TorchSpatiotemporal / tsl

tsl: a PyTorch library for processing spatiotemporal data.
https://torch-spatiotemporal.readthedocs.io/
MIT License
236 stars 22 forks source link

Is the definition of connectivity in the AirQuality dataset wrong? #29

Closed javiersgjavi closed 9 months ago

javiersgjavi commented 9 months ago

As far as I understand reading Table 5 of Appendix B from the original GRIN article, this dataset has the structure of an undirected graph with 2699 edges.

However, I have executed the following code in a Jupyter Notebook:

from tsl.datasets import AirQuality

x = AirQuality()
index, weight = x.get_connectivity()
print(index.shape, weight.shape)

And I saw the this output: (2, 66661) (66661,)

I don't understand well how this shape is possible in the edge index. First I thought that maybe you have already provided an implementation of this dataset as a directed graph, but shouldn't the shape be as much as 2*undirected_edges?

marshka commented 9 months ago

The get_connectivity() method is inherited from the tsl.datasets.prototypes.Dataset class and is not overridden in any of the datasets in tsl. We chose to do so in order to have the flexibility of using different adjacency matrices than those in the literature.

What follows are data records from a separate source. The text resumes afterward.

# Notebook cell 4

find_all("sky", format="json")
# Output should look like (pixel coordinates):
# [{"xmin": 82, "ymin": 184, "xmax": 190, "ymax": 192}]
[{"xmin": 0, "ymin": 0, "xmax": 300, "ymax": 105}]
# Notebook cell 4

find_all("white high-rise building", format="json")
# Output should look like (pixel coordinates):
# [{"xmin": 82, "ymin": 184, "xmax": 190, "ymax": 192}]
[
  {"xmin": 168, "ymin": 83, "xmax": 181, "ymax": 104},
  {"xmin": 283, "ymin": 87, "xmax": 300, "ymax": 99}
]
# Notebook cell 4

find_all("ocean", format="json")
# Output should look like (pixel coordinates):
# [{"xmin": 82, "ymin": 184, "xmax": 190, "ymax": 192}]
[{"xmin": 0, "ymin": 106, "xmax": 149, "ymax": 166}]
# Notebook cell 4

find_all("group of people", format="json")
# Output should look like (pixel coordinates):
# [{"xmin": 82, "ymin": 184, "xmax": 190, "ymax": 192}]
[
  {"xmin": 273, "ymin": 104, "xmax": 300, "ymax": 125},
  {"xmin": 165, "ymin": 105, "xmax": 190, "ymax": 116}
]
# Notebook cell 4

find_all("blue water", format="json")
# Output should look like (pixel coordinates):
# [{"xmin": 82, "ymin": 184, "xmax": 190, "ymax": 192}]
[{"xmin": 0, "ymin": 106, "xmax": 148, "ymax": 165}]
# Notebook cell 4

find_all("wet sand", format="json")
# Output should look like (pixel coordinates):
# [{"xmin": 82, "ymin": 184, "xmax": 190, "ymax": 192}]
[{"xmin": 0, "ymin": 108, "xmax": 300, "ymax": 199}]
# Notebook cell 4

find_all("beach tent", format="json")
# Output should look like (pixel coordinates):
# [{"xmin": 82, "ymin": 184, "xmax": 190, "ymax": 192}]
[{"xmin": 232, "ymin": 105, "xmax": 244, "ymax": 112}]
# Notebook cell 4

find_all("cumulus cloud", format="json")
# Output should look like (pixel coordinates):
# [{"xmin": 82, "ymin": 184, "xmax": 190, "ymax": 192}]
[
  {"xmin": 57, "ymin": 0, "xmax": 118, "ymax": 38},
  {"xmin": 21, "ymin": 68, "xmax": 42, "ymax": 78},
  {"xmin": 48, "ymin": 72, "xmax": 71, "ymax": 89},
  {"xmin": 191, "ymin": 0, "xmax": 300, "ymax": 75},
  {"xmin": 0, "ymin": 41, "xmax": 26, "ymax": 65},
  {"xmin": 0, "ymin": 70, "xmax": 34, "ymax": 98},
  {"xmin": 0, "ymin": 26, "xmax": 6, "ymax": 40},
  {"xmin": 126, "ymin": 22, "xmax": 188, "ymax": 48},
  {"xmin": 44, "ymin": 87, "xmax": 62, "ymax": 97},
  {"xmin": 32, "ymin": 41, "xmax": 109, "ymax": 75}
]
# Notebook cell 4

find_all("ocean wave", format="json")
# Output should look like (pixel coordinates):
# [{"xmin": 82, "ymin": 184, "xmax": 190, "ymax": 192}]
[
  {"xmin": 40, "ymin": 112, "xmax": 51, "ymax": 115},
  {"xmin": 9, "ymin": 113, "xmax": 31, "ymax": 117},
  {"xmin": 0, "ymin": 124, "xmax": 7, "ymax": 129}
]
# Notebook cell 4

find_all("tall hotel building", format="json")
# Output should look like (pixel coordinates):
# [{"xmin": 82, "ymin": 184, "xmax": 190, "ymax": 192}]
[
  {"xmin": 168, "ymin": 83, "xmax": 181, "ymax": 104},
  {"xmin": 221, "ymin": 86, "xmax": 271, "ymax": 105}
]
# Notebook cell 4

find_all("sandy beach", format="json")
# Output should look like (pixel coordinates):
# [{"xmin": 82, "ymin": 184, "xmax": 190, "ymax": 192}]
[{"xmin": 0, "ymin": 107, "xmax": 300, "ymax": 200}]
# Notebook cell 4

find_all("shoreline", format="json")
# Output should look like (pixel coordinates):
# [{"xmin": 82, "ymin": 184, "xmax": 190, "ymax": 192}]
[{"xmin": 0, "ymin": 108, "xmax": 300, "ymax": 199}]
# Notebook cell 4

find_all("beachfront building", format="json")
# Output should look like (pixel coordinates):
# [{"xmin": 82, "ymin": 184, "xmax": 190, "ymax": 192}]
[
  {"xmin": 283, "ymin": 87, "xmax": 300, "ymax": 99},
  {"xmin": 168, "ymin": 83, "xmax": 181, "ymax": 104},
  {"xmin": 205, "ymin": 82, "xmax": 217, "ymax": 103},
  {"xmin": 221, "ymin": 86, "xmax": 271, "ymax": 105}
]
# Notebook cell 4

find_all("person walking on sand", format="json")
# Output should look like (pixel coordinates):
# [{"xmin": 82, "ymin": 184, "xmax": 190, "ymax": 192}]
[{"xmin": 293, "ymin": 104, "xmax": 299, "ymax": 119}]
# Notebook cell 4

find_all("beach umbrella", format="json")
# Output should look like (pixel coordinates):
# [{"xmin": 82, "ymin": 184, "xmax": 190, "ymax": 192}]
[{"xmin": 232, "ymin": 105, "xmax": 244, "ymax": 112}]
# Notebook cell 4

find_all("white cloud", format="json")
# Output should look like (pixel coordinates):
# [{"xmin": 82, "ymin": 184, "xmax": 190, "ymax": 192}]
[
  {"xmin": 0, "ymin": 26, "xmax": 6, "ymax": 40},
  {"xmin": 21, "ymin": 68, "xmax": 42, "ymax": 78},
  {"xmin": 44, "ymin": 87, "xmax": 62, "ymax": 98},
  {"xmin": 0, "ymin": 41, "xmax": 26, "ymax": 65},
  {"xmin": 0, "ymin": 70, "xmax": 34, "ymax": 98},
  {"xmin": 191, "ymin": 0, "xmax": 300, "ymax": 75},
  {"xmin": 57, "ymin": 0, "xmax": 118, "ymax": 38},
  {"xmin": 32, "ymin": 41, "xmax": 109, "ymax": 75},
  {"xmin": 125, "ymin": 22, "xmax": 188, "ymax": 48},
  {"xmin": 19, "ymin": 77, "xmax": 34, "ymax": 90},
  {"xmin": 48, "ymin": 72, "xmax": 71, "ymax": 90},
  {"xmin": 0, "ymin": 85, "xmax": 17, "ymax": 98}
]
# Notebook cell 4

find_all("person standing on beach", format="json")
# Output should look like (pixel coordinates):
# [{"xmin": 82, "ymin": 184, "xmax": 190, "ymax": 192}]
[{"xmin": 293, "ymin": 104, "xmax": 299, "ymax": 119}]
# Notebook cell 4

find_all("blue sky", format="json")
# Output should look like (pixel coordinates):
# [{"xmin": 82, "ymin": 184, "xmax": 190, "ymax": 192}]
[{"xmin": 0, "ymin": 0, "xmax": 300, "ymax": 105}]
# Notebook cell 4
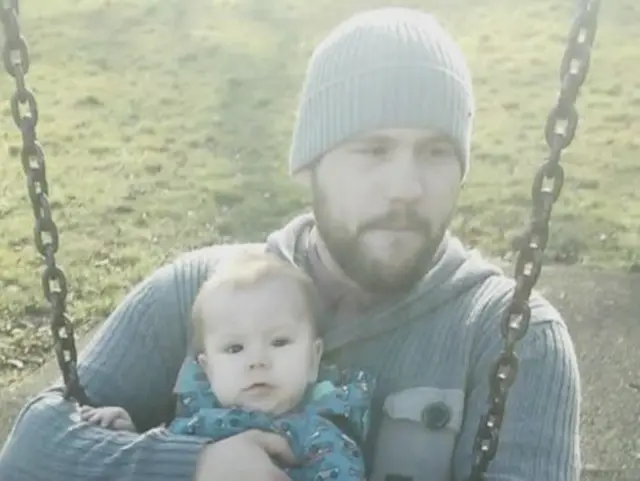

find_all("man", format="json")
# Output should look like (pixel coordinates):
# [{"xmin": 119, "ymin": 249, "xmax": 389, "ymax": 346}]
[{"xmin": 0, "ymin": 8, "xmax": 580, "ymax": 481}]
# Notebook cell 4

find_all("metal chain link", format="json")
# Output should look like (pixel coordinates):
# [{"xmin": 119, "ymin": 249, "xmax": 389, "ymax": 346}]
[
  {"xmin": 468, "ymin": 0, "xmax": 600, "ymax": 481},
  {"xmin": 0, "ymin": 0, "xmax": 89, "ymax": 404}
]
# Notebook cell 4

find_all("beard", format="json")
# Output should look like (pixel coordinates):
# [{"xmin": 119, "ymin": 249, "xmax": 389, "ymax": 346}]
[{"xmin": 313, "ymin": 180, "xmax": 448, "ymax": 297}]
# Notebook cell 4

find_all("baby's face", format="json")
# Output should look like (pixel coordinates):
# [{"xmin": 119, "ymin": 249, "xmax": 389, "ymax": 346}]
[{"xmin": 199, "ymin": 280, "xmax": 322, "ymax": 414}]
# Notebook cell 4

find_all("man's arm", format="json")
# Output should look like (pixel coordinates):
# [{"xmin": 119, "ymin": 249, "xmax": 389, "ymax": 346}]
[
  {"xmin": 453, "ymin": 298, "xmax": 581, "ymax": 481},
  {"xmin": 0, "ymin": 251, "xmax": 218, "ymax": 481}
]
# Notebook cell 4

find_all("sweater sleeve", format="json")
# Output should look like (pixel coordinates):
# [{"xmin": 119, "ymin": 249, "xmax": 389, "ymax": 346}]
[
  {"xmin": 0, "ymin": 251, "xmax": 215, "ymax": 481},
  {"xmin": 453, "ymin": 294, "xmax": 581, "ymax": 481}
]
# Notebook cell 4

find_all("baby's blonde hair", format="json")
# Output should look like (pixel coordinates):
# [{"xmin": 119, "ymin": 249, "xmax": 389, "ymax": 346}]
[{"xmin": 191, "ymin": 250, "xmax": 321, "ymax": 354}]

Under the hood, this function calls get_similarity(), which returns an N-by-N matrix with pairwise similarity scores (the higher, the more similar). Once this affinity matrix is obtained, it is post-processed and returned as a (weighted) adjacency matrix. If no parameters are specified when calling get_connectivity(), basically no post-processing is done.

For AirQuality, the get_similarity() function returns the distance matrix after the Gaussian kernel: diagonal is all 1, and other values get lower with the distance of the two sensors. To get the same adjacent matrix of previous works you should:

Here is the demo:

from tsl.datasets import AirQuality

x = AirQuality()
index, weight = x.get_connectivity(include_self=False, threshold=0.1)
print(index.shape, weight.shape)

>>> (2, 5398) (5398,)

Which is exactly 2699 * 2 (the adjacency matrix is undirected).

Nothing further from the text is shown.